La trentaine, mariée depuis 5 ans, Brune raconte : « Nous avons l’habitude de nous retrouver toujours en très grand nombre avec cousins, oncles, tantes et même amis accompagnés de leurs enfants. Il nous paraissait donc évident que nous aurions une famille nombreuse avec des repas XXL, des rires à s’en décoller les poumons, un lieu de vie avec des portes qui claquent et des larmes de joie ou d’angoisse qui coulent. Nous avons parlé enfant dès le début de notre relation. Nous étions sur la même longueur d’ondes et avions même choisi le prénom de notre aîné. »
Claire renchérit : « Nous n’imaginions pas en avoir moins de quatre. Issus tous deux de familles nombreuses, il n’était pas question de priver nos enfants de cette joie ! »
Ayant un frère et une sœur handicapés mentaux, Alice avoue : « J’ai toujours souffert de n’avoir personne avec qui jouer et à qui me confier. Depuis toute petite, je rêvais d’avoir quatre ou cinq enfants ! » Mère de deux enfants et trois fois « mam’ange », Hélène, 34 ans, se souvient de la douceur de sa première grossesse : « Ma mère n’avait connu aucun problème pour nous avoir et elle m’avait transmis beaucoup de sérénité quant au sujet de la maternité. Nous nous imaginions avec une famille d’au moins quatre ou cinq enfants ».

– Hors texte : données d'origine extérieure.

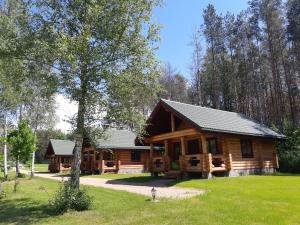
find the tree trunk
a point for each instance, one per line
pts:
(75, 173)
(5, 149)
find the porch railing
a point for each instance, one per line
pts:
(193, 162)
(158, 164)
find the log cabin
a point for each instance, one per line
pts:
(116, 152)
(60, 155)
(208, 141)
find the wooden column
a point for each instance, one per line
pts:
(275, 160)
(89, 160)
(59, 163)
(203, 142)
(151, 156)
(183, 151)
(204, 151)
(100, 167)
(261, 156)
(227, 155)
(209, 163)
(166, 155)
(94, 159)
(172, 122)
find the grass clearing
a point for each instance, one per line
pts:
(241, 200)
(130, 177)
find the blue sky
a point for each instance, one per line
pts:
(179, 18)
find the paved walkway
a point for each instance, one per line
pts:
(161, 185)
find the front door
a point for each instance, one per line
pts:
(176, 152)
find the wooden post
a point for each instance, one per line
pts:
(209, 162)
(275, 160)
(229, 162)
(204, 151)
(89, 161)
(166, 154)
(227, 155)
(100, 163)
(94, 159)
(59, 163)
(151, 156)
(172, 122)
(203, 142)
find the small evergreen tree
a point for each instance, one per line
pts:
(22, 142)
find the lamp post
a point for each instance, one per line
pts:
(153, 193)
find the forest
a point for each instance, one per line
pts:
(247, 63)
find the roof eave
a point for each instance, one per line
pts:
(244, 133)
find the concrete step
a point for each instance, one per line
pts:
(173, 174)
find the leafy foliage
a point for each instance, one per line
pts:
(67, 198)
(22, 142)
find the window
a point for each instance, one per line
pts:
(246, 148)
(65, 160)
(108, 155)
(193, 146)
(212, 146)
(136, 156)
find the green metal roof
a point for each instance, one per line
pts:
(220, 121)
(62, 147)
(118, 139)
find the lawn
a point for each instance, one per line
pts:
(40, 167)
(242, 200)
(139, 177)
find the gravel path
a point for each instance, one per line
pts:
(163, 191)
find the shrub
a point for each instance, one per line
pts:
(69, 198)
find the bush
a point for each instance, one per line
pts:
(69, 198)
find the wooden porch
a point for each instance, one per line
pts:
(112, 161)
(200, 162)
(59, 163)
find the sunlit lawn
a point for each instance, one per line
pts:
(40, 167)
(242, 200)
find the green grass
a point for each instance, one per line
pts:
(140, 177)
(243, 200)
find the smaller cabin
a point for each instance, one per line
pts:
(60, 155)
(116, 152)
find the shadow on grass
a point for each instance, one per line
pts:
(143, 181)
(23, 211)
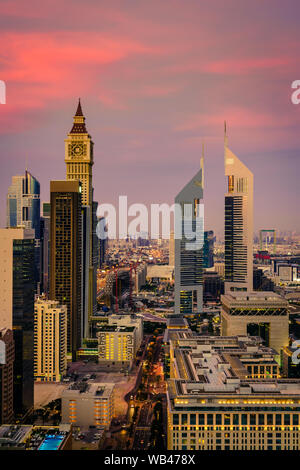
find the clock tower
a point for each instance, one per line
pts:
(79, 156)
(79, 162)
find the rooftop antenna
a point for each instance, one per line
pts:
(202, 165)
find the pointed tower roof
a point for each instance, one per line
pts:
(79, 121)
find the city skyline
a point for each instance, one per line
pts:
(152, 95)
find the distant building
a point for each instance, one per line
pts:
(172, 249)
(261, 282)
(7, 356)
(289, 367)
(79, 159)
(288, 272)
(119, 340)
(263, 314)
(28, 437)
(66, 256)
(213, 287)
(102, 244)
(220, 269)
(238, 224)
(50, 341)
(88, 404)
(17, 308)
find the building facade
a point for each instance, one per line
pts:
(79, 159)
(88, 404)
(17, 283)
(188, 261)
(263, 314)
(50, 340)
(238, 224)
(66, 256)
(226, 394)
(23, 210)
(45, 248)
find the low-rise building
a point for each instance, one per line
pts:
(7, 356)
(263, 314)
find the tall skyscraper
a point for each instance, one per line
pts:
(208, 249)
(188, 262)
(23, 210)
(79, 160)
(7, 357)
(50, 340)
(66, 256)
(238, 224)
(17, 308)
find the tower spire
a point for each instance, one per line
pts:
(79, 121)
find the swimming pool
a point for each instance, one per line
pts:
(52, 442)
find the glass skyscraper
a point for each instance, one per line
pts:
(23, 210)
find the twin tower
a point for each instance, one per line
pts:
(238, 236)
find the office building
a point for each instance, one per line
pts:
(263, 314)
(226, 394)
(88, 404)
(208, 249)
(119, 340)
(172, 250)
(45, 248)
(23, 210)
(66, 256)
(50, 340)
(189, 254)
(79, 159)
(238, 224)
(7, 357)
(28, 437)
(17, 308)
(102, 244)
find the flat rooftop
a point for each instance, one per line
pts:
(207, 368)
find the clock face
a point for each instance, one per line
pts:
(77, 150)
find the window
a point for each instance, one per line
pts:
(192, 419)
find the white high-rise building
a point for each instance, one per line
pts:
(189, 262)
(50, 340)
(238, 224)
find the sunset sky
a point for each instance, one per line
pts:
(155, 79)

Des rêves de maternité plein la tête, le choc est d’autant plus rude pour affronter un terrible constat…
« J’entends encore les mots raisonner dans ma tête : « Vous avez moins de 10% de chance d’avoir un enfant naturellement ». Ces mots étaient ceux d’un grand spécialiste de l’infertilité », se rappelle Brune, atteinte d’endométriose, du syndrome des ovaires polykystiques (SOPK) et dont le mari souffre de teratospermie. « J’ai senti un gouffre autour de moi, le noir, le silence, la peur, la tétanie et aucun mot n’est sorti de ma bouche. J’ai très vite compris l’importance de notre infertilité et ce à quoi j’allais devoir faire face. Il m’a fallu plusieurs mois avant que j’intègre réellement le fait que nous n’aurions probablement pas la famille tant désirée.»

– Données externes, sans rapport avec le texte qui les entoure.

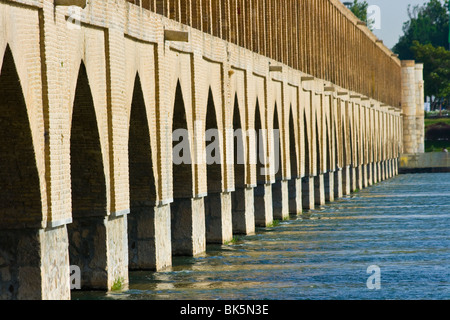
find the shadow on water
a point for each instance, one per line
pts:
(401, 226)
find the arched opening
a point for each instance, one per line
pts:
(329, 154)
(20, 196)
(239, 151)
(141, 224)
(217, 219)
(181, 208)
(277, 146)
(213, 151)
(277, 187)
(318, 148)
(292, 147)
(242, 217)
(182, 159)
(262, 193)
(260, 140)
(87, 233)
(306, 139)
(294, 186)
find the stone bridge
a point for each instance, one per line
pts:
(308, 106)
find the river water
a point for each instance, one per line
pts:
(401, 226)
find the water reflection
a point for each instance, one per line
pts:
(401, 225)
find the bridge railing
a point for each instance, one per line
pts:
(319, 37)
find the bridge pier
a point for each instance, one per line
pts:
(219, 227)
(280, 200)
(98, 246)
(34, 264)
(359, 177)
(243, 213)
(370, 174)
(295, 196)
(263, 205)
(365, 178)
(188, 231)
(319, 190)
(329, 186)
(338, 184)
(308, 193)
(149, 239)
(346, 180)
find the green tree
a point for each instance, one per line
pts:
(436, 62)
(359, 9)
(427, 24)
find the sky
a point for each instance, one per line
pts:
(393, 13)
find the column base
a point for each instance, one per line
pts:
(308, 193)
(328, 179)
(280, 200)
(319, 190)
(219, 227)
(99, 247)
(263, 205)
(149, 239)
(34, 264)
(188, 227)
(295, 196)
(338, 184)
(243, 211)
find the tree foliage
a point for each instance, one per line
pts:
(427, 24)
(436, 62)
(359, 9)
(426, 40)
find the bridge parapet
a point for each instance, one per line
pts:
(321, 38)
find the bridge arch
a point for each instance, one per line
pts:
(87, 232)
(142, 185)
(20, 199)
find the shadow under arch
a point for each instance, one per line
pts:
(20, 192)
(263, 191)
(218, 203)
(294, 184)
(87, 232)
(243, 218)
(184, 209)
(278, 186)
(141, 221)
(20, 196)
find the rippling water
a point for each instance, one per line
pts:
(401, 225)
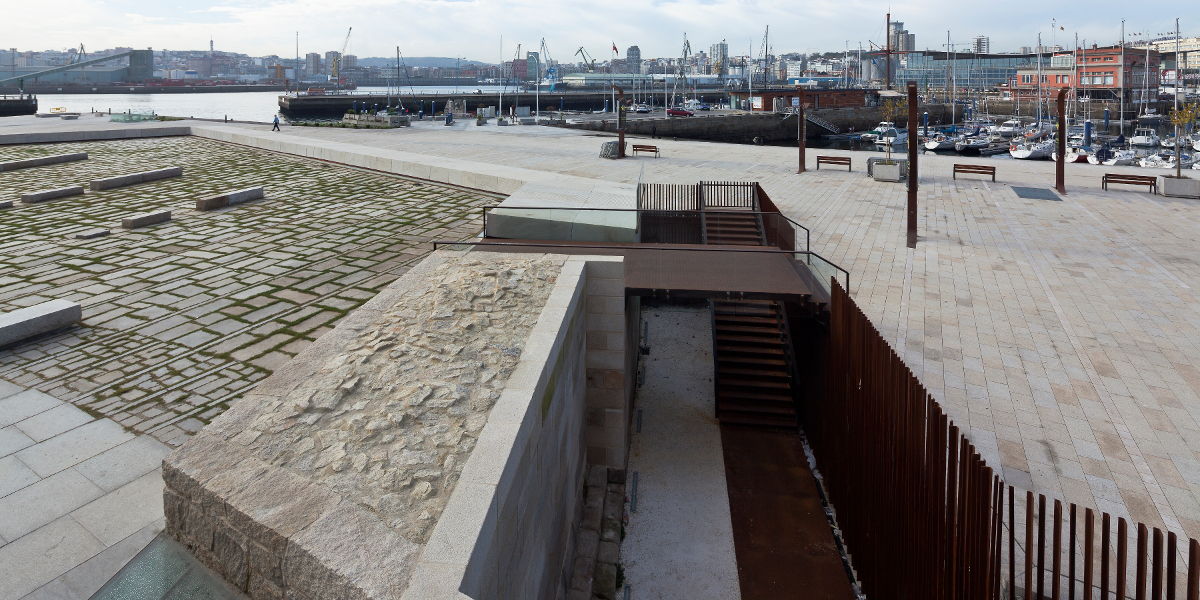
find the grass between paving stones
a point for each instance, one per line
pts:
(153, 352)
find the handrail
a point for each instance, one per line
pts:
(808, 233)
(495, 241)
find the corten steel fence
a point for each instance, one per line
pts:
(729, 195)
(925, 517)
(706, 195)
(669, 197)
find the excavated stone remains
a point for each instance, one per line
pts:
(391, 420)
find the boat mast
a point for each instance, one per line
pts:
(1179, 81)
(1039, 81)
(499, 114)
(1121, 79)
(887, 53)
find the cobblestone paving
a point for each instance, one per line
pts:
(181, 318)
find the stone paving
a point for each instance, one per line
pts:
(78, 496)
(1063, 335)
(180, 318)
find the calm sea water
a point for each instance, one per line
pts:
(246, 106)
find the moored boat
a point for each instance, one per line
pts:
(1031, 150)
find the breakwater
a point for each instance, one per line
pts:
(757, 127)
(337, 105)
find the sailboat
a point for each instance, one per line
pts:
(1144, 137)
(1031, 150)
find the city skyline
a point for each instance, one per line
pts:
(658, 28)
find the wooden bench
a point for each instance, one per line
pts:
(834, 160)
(1135, 180)
(982, 169)
(646, 148)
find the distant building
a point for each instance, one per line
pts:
(1189, 47)
(633, 59)
(900, 39)
(533, 65)
(933, 70)
(719, 59)
(1098, 71)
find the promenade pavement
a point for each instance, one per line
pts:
(1062, 334)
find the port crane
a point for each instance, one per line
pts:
(335, 69)
(551, 67)
(587, 59)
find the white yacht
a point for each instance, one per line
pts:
(1144, 137)
(892, 137)
(1119, 159)
(941, 142)
(1008, 129)
(883, 126)
(1031, 150)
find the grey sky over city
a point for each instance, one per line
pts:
(473, 28)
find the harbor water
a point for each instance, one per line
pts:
(245, 106)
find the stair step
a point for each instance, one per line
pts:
(748, 329)
(739, 337)
(753, 396)
(745, 360)
(772, 322)
(748, 300)
(759, 420)
(750, 349)
(772, 375)
(736, 382)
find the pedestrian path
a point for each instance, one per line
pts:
(78, 496)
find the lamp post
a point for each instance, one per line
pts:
(912, 166)
(801, 129)
(1060, 169)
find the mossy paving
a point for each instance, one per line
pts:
(181, 318)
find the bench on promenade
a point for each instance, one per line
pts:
(981, 169)
(49, 195)
(135, 178)
(37, 319)
(42, 161)
(646, 148)
(145, 220)
(1134, 180)
(834, 160)
(229, 198)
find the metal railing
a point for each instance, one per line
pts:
(808, 258)
(779, 229)
(923, 515)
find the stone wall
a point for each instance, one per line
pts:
(355, 473)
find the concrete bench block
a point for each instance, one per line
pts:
(37, 319)
(90, 234)
(49, 195)
(136, 178)
(229, 199)
(42, 161)
(145, 219)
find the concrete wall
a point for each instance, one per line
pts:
(508, 528)
(743, 129)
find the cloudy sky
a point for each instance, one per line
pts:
(473, 28)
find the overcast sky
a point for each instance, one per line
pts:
(473, 28)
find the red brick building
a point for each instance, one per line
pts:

Suite à deux grossesses extra-utérines (GEU) mal soignées et plusieurs fausses couches, Claire subit l’ablation d’une trompe et reçoit un diagnostic très pessimiste. « Je l’accepte parce que ce n’est la faute de personne. Quand le médecin me l’a appris, il m’avouait en même temps ne pas comprendre comment j’avais eu un fils vu l’état de mes trompes. Du coup, j’étais à la fois triste de cette nouvelle et heureuse d’avoir déjà un enfant.»
Pareil pour Joséphine, dont l’utérus est devenu trop fragile pour une quatrième grossesse : « J’ai beaucoup pleuré cet enfant espéré, mais j’ai aussi remercié le ciel de m’avoir permis une troisième grossesse sereine, alors qu’elle aurait pu être dangereuse. De temps en temps, je me dis encore : « et si on prenait le risque ? » Mais je reviens de plus en plus vite à la raison, car je préfère profiter de mes trois enfants plutôt que vivre dans l’espoir d’un quatrième.»

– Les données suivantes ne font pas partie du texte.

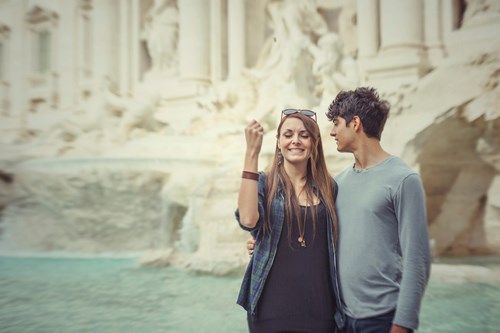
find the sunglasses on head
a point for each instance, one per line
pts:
(308, 113)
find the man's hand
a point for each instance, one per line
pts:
(250, 246)
(398, 329)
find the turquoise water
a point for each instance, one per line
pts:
(115, 295)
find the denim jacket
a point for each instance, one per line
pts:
(265, 251)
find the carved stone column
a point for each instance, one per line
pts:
(433, 31)
(401, 24)
(400, 60)
(236, 36)
(368, 27)
(194, 33)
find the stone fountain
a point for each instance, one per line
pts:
(150, 166)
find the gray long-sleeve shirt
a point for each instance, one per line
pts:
(383, 257)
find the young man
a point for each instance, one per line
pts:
(383, 246)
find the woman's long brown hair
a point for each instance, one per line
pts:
(317, 175)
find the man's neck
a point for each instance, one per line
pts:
(368, 154)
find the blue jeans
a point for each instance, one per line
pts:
(378, 324)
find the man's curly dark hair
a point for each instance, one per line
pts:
(365, 103)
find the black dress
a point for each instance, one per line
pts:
(298, 296)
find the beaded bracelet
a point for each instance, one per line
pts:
(250, 175)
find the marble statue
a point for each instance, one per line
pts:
(161, 32)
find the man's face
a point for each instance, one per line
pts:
(343, 134)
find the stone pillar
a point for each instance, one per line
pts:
(433, 31)
(216, 45)
(135, 47)
(401, 24)
(194, 34)
(368, 27)
(401, 58)
(17, 71)
(104, 45)
(67, 88)
(124, 48)
(236, 36)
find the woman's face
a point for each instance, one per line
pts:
(294, 141)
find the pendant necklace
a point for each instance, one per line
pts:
(302, 230)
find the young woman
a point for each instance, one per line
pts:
(291, 281)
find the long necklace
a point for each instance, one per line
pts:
(302, 229)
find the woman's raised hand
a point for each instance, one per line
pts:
(254, 134)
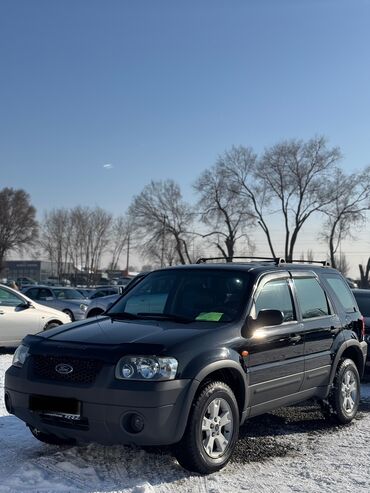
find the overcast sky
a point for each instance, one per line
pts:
(99, 97)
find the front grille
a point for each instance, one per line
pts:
(84, 371)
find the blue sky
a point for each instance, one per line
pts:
(158, 88)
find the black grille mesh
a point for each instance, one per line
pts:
(84, 370)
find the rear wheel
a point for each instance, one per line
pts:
(49, 438)
(212, 430)
(343, 401)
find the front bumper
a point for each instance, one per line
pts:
(163, 406)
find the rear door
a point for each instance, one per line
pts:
(276, 353)
(320, 327)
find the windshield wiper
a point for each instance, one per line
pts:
(165, 316)
(122, 316)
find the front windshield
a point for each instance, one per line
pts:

Mère de deux jeunes enfants, Angélique est sous le choc de l’annonce : « A 27 ans, je suis en insuffisance ovarienne précoce… La cause n’est pas explicitement définie, mais j’ai un ovaire, qui ne fonctionne plus, suite à l’opération d’un gros kyste ovarien. Dans deux, trois ans, je serai stérile ! J’essaie de garder le moral et rêve quand même d’un petit dernier ».
La plaie est encore ouverte pour Alice, porteuse saine d’une anomalie chromosomique rare se révélant lourde si ses enfants sont malades. « Le diagnostic est tombé un peu moins d’un an avant notre mariage. Cela a été très dur à accepter pour moi, je culpabilisais énormément d’empêcher mon fiancé et futur mari de pouvoir fonder sereinement la famille dont nous rêvions. Et je culpabilise encore aujourd’hui… »
Ayant perdu un premier bébé au moment de l’accouchement, puis un deuxième au cours du cinquième mois de grossesse, sans raisons apparentes, Hélène fait face : « Les analyses ont été plus poussées et plus nombreuses… On m’a finalement annoncé une pathologie placentaire auto-immune très rare, l’intervillité chronique, pour laquelle il n’existe aucun traitement. Un nom barbare avec de longues explications qui signaient la fin définitive de l’espoir d’une grossesse tranquille avec un bébé en bonne santé.»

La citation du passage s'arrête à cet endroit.